Soudan du Sud : les arrestations d’un ministre et d’un général menacent une paix fragile

Ce plan de partage de pouvoir, signé en 2018 mais dont de nombreuses modalités n’ont pas été mises en œuvre, a mis fin à une guerre civile entre les deux parties qui a fait près de 400 000 morts et quatre millions de déplacés entre 2013 et 2018. Ces dernières semaines, un regain de tensions a été observé notamment dans l’Etat du Haut-Nil (nord-est), où l’armée dit avoir été attaquée par un groupe armé lié au vice-président, ancien chef rebelle, faisant craindre la montée d’une « violence généralisée » à plusieurs organisations.

« Aucune explication ». Mercredi, le ministre du Pétrole Puot Kang Chol a été interpellé selon son porte-parole. « A 2 heures du matin, l’honorable Puot Kang Chol, plusieurs membres de sa famille et ses gardes du corps ont été arrêtés dans sa résidence à Juba », a écrit Sirir Gabriel Yiei Ruot sur Facebook, en accusant les forces loyales au président d’avoir mené l’opération. « Aucune explication ou base légale à sa détention n’a été fournie », a-t-il ajouté.

Mardi, le général Gabriel Duop Lam, un autre allié de M. Machar et officiellement n°2 de l’armée régulière sud-soudanaise (SSPDF), avait déjà été arrêté par le n°1 de l’armée lui-même, selon le parti du vice-président, le SPLM-IO. « Cet acte met tout l’accord (de paix) à risque », a affirmé dans un communiqué Pal Mai Deng, porte-parole du SPLM-IO, en dénonçant une arrestation illégale.
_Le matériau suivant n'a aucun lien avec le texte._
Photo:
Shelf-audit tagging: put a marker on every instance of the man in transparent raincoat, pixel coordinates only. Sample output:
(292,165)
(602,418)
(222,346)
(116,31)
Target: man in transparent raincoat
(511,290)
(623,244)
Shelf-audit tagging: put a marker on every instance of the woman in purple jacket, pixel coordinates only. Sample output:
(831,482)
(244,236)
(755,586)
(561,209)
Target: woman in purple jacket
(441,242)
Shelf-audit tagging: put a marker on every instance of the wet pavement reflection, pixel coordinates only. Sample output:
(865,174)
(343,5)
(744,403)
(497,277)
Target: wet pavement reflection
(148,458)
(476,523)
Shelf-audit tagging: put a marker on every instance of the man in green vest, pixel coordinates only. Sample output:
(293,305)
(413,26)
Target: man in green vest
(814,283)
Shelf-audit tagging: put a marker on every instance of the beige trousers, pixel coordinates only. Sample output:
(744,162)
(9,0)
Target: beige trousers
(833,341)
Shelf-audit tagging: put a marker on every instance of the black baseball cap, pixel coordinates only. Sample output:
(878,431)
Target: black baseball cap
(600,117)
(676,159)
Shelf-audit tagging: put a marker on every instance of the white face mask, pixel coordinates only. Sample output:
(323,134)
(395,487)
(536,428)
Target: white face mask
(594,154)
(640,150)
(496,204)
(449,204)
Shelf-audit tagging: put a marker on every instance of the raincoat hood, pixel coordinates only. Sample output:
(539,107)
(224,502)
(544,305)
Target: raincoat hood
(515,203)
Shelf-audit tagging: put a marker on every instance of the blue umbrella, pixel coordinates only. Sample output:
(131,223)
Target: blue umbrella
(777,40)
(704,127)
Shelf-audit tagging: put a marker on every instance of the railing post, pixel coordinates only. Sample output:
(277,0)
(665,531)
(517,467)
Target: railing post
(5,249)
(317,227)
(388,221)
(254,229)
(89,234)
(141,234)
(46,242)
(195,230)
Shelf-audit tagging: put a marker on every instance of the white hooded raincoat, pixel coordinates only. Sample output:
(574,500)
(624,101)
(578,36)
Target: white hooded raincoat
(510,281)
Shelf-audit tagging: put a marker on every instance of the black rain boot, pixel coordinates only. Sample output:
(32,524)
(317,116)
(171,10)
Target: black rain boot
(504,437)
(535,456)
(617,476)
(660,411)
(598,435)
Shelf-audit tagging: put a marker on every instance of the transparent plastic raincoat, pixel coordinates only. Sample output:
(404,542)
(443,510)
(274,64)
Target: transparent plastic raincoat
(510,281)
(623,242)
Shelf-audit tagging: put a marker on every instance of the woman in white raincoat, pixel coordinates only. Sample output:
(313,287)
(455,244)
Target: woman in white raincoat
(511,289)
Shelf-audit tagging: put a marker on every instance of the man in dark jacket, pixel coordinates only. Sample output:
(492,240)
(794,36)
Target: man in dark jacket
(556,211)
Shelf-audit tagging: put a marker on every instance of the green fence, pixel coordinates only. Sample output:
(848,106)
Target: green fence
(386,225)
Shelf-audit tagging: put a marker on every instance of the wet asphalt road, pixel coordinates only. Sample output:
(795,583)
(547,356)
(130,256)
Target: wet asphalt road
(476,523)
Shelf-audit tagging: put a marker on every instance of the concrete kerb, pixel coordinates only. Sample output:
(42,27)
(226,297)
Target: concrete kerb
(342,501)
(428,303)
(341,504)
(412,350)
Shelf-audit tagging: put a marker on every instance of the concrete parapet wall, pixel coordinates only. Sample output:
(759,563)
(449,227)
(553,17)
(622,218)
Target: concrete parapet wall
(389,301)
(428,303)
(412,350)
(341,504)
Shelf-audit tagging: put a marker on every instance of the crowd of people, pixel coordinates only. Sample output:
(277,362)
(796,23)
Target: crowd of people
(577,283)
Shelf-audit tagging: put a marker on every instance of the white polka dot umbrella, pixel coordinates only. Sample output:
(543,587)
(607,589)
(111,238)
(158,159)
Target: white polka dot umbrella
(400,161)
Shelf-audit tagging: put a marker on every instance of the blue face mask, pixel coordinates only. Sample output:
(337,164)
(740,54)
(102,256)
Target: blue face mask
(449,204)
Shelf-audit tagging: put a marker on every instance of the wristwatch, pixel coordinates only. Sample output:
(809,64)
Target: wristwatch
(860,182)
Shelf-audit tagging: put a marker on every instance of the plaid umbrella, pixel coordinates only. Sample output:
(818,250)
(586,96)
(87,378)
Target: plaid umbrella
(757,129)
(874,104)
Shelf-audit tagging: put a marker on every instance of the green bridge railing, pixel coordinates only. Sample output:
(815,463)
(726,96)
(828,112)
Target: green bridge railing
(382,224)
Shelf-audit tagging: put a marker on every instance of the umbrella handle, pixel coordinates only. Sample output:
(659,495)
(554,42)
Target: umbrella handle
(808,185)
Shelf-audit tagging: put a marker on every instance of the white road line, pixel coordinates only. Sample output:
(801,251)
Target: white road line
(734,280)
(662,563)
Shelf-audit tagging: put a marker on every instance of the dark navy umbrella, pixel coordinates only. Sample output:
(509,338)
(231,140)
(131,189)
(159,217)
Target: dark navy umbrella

Comme le précise le texte, le général Lam est un haut responsable du SPLA-IO, la branche armée du SPLM-IO.

« Violence à grande échelle ». Les SSPDF, loyales au président, ont également cerné la maison du vice-président, a affirmé la même source, sans qu’on sache si M. Machar se trouve sur place. « Ces actions érodent la confiance entre les parties et ruinent les efforts de désescalade des violences actuelles qui ont éclaté dans le comté de Nasir de l’Etat du Haut-Nil », poursuit le communiqué, qui appelle « tous les garants de l’accord et les partenaires à intervenir afin d’éviter un retour de la violence à grande échelle ».

Mi-février, des combats ont éclaté entre l’armée et des « jeunes armés » dans le comté Nasir, près du Soudan, tuant des civils et blessant un casque bleu, selon la Mission des Nations unies dans le pays (Minuss). L’ONG Human Rights Watch (HRW) avait souligné à propos de ces affrontements que l’armée était engagée dans cette région dans un conflit permanent avec le SPLA-IO. De son côté, l’armée régulière a accusé le SPLA-IO de collaborer dans le Haut-Nil avec un groupe appelé « Armée blanche » pour les attaquer.

« Profonde inquiétude ». Fin février, plusieurs organisations multilatérales et non gouvernementales avaient averti d’une montée de tensions dans le nord du pays, s’inquiétant d’un risque de « violence généralisée ». Elles avaient appelé à la désescalade. Mercredi, le bloc régional Igad a exprimé dans un communiqué sa « profonde inquiétude » au sujet des violences dans le comté de Nasir. Les combats « menacent de saper les gains obtenus de haute lutte (dans le cadre de l’accord de paix) et exacerbent la situation humanitaire déjà extrême dans la région », souligne l’Igad.

Depuis son indépendance en 2011, l’Etat le plus jeune de la planète, riche en pétrole mais extrêmement pauvre, est en proie aux violences, sur fonds de conflits ethniques persistants. L’accord de paix de 2018 prévoit notamment la rédaction d’une constitution, la tenue d’élections – plusieurs fois reportées – ainsi que le chantier d’une armée « unifiée », censée réunir les forces armées qui se sont combattues durant la guerre civile. Lundi, le président a réuni les ministres de son gouvernement d’unité, dont M. Machar et M. Chol, pour évoquer les violences. Un rapport des Nations unies publié le 28 février a déploré que les dirigeants du Soudan du Sud attisent la violence et l’instabilité dans la jeune nation.